Other films on the schedule include:
• The Broken Circle Breakdown, a Belgium/Netherlands production about a couple who love each other despite their many differences. Their daughter becomes seriously ill and their love is challenged.
• Le Week-End, a British comedy/drama, stars Jim Broadbent and Lindsay Duncan as a couple trying to put the spark back in their marriage by a trip to Paris on their 30th wedding anniversary — where they run into an old friend (Jeff Goldblum).
• The Past, a France/Italy production of an Iranian man who leaves his French wife and their children to return to his homeland. He returns when his wife, who has begun dating an Arab, files for divorce.
The film was nominated for one of the top prizes at the 2013 Cannes Film Festival and was nominated for best foreign-language film in this year’s Golden Globe Awards.

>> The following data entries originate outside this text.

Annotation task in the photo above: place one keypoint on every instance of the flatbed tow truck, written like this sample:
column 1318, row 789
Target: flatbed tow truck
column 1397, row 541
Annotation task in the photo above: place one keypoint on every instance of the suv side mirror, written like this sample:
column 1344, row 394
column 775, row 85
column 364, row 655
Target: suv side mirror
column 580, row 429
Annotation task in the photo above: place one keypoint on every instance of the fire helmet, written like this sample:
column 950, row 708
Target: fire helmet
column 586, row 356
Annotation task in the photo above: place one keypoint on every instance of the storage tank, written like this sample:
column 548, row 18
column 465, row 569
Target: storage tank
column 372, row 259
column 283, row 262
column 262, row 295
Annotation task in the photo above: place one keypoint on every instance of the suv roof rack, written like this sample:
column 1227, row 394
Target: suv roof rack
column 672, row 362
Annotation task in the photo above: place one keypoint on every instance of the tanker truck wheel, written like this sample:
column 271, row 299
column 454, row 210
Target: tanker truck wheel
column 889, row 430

• Gloria, a Spain/Chile production, is about a free-spirited, but lonely, woman who meets a man at a dance club. It has been nominated in the foreign-language category in this year’s Academy Awards.
• Finding Vivian Maier, directed by John Maloof and Charlie Siskel, is the story of a street photographer whose work, more than 100,000 photographs, was not discovered until her death in 2009.
Tickets are at Bookland (685 Tranquille Rd.), Moviemart (520 Seymour St.) and the student-union desk in the Campus Activity Centre at Thompson Rivers University.
The Paramount Theatre, 503 Victoria St., will screen all films.